A.Yordanova1*, S. Gocheva-Ilieva1, H. Kulina1, L. Yordanova2, I. Marinov3

1Department of Applied Mathematics and Modeling, Faculty of Mathematics and Informatics, Plovdiv University Paisii Hilendarski, 24 Tzar Asen, 4000 Plovdiv, Bulgaria
2Department of Mathematics and Informatics, Faculty of Economics, Trakia University, 6000 Stara Zagora, Bulgaria
3Department of Animal Science – Ruminants and Dairy Farming, Faculty of Agriculture, Тrakia University, 6000 Stara Zagora, Bulgaria

Abstract. In the field of livestock breeding the investigation of the factors that influence to the highest degree the efficiency (e.g. milk yield) is essential for determining the conditions for the improvement of the overall production results. To extract relevant information from the data the appropriate mathematical methods are very useful. The aim of this work is to demonstrate the capabilities of the method of Classification and regression trees (CART) for statistical data processing including data of ordinal and nominal type.
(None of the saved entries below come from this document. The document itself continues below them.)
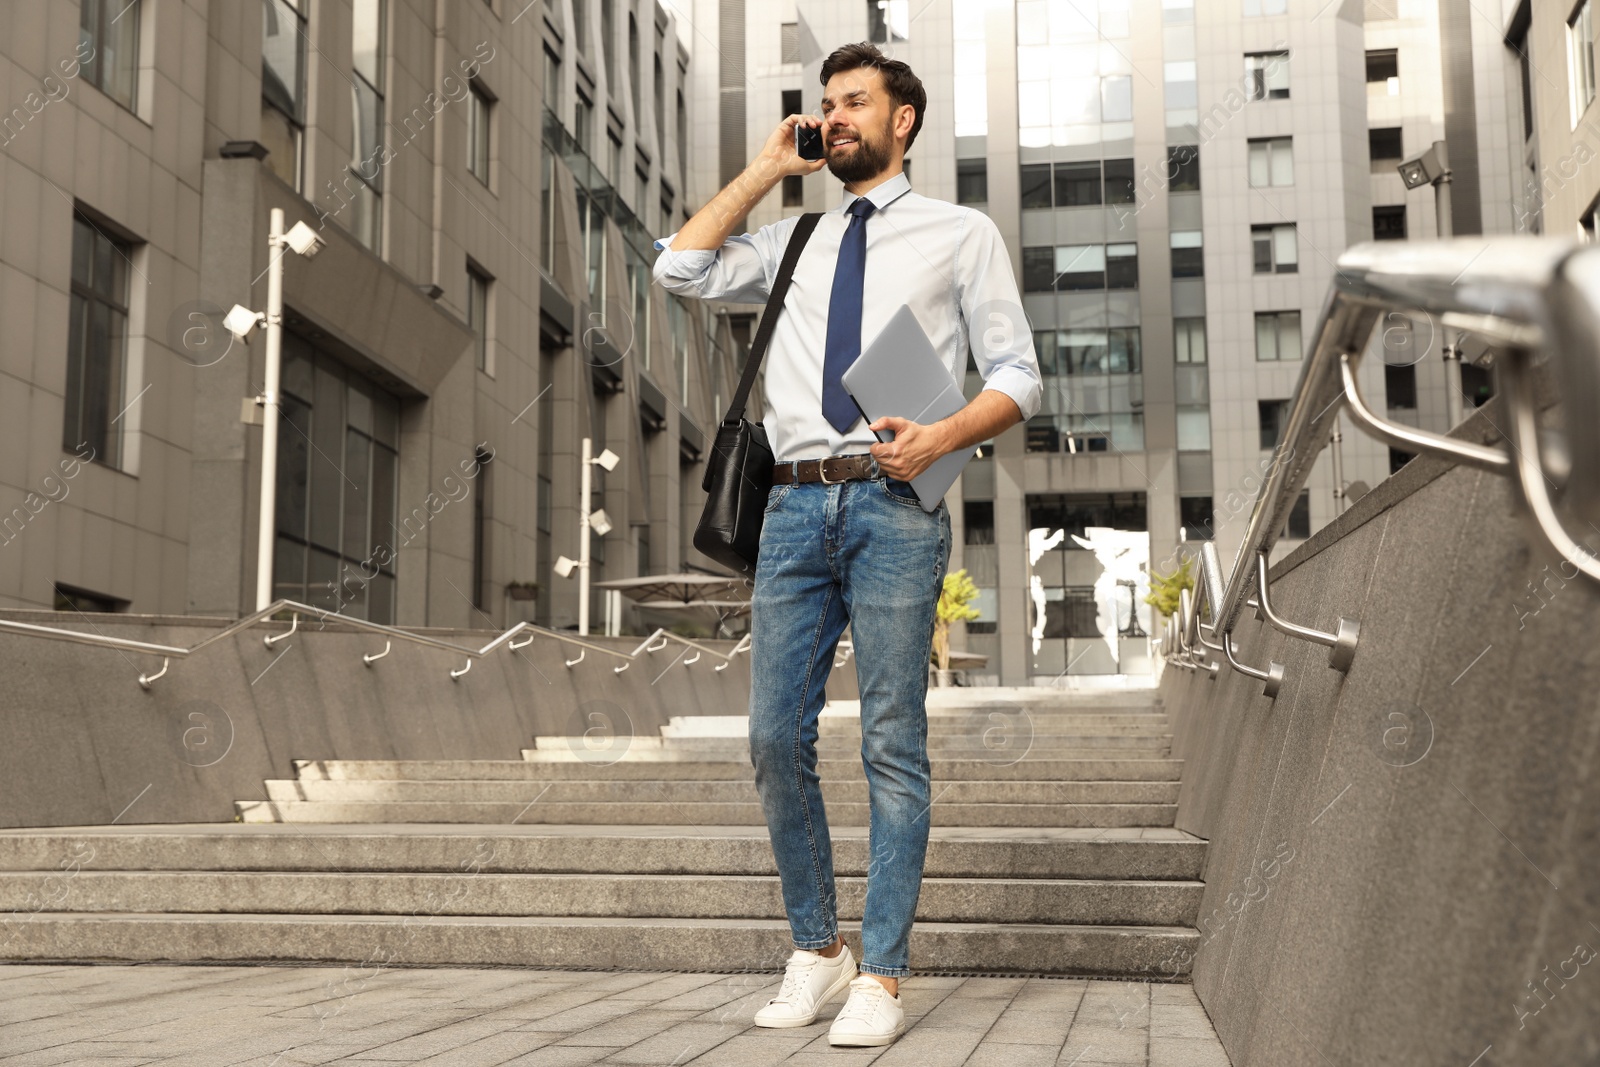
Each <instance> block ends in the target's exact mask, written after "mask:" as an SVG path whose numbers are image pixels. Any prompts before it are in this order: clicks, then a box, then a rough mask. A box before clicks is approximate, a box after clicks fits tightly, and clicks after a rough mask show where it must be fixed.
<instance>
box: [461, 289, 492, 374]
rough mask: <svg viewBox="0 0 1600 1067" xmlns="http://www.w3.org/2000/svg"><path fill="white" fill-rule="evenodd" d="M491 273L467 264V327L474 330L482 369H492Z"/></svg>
mask: <svg viewBox="0 0 1600 1067" xmlns="http://www.w3.org/2000/svg"><path fill="white" fill-rule="evenodd" d="M490 283H491V278H490V275H486V274H483V272H482V270H478V269H477V267H475V266H474V264H470V262H469V264H467V328H470V330H472V336H474V347H475V349H477V355H478V370H480V371H490ZM491 373H493V371H491Z"/></svg>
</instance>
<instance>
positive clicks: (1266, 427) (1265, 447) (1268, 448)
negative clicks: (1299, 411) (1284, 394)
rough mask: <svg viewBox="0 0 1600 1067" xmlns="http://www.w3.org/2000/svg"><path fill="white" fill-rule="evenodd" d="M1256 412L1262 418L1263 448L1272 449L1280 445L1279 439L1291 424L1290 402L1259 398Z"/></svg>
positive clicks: (1266, 449)
mask: <svg viewBox="0 0 1600 1067" xmlns="http://www.w3.org/2000/svg"><path fill="white" fill-rule="evenodd" d="M1256 414H1258V418H1259V419H1261V448H1262V450H1266V451H1270V450H1274V448H1277V446H1278V440H1280V438H1282V435H1283V430H1285V429H1286V427H1288V424H1290V402H1288V400H1258V402H1256Z"/></svg>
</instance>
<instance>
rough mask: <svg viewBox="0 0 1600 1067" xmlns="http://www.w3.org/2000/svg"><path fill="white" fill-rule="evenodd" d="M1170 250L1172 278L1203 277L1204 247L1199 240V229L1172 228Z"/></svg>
mask: <svg viewBox="0 0 1600 1067" xmlns="http://www.w3.org/2000/svg"><path fill="white" fill-rule="evenodd" d="M1171 250H1173V277H1174V278H1203V277H1205V248H1203V246H1202V242H1200V230H1173V234H1171Z"/></svg>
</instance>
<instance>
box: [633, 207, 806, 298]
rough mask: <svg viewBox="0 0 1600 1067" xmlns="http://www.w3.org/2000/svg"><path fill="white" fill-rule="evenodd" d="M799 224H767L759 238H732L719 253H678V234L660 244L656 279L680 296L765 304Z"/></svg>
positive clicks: (776, 222) (749, 235)
mask: <svg viewBox="0 0 1600 1067" xmlns="http://www.w3.org/2000/svg"><path fill="white" fill-rule="evenodd" d="M795 221H797V219H794V218H789V219H779V221H778V222H768V224H766V226H763V227H760V229H758V230H755V232H754V234H738V235H734V237H730V238H728V240H725V242H723V243H722V248H717V250H710V248H688V250H683V251H677V250H674V248H672V238H674V237H677V235H678V234H677V230H674V232H672V234H669V235H667V237H662V238H661V240H658V242H656V248H658V250H661V254H659V256H656V266H654V270H653V277H654V278H656V282H659V283H661V286H662V288H664V290H667V291H669V293H677V294H678V296H698V298H701V299H707V301H730V302H734V304H762V302H765V301H766V296H768V293H771V290H773V280H774V278H776V275H778V264H779V262H781V261H782V254H784V248H786V246H787V245H789V235H790V234H792V232H794V227H795Z"/></svg>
For a sample of 97 observations of cattle from 4 farms in Bulgaria, two decision trees are built for studying dependence of the 305 days milk yield for Holshte in cows with respect to 13 independent variables – 12 conformation traits and farm. The model with 12 independent variables for conformation traits describes 48% of the data and identifies the main factors for quantities of milk – udder width, locomotion, stature and chest width with normalized importance 100%, 48.1%, 41.2% and 39%, respectively. The second model includes the farm where the cattle are reared as 13th independent variable and this expanded model accounts for 70% of the data. Following the obtained rules for both models, predictions for new data could be made before end of lactations.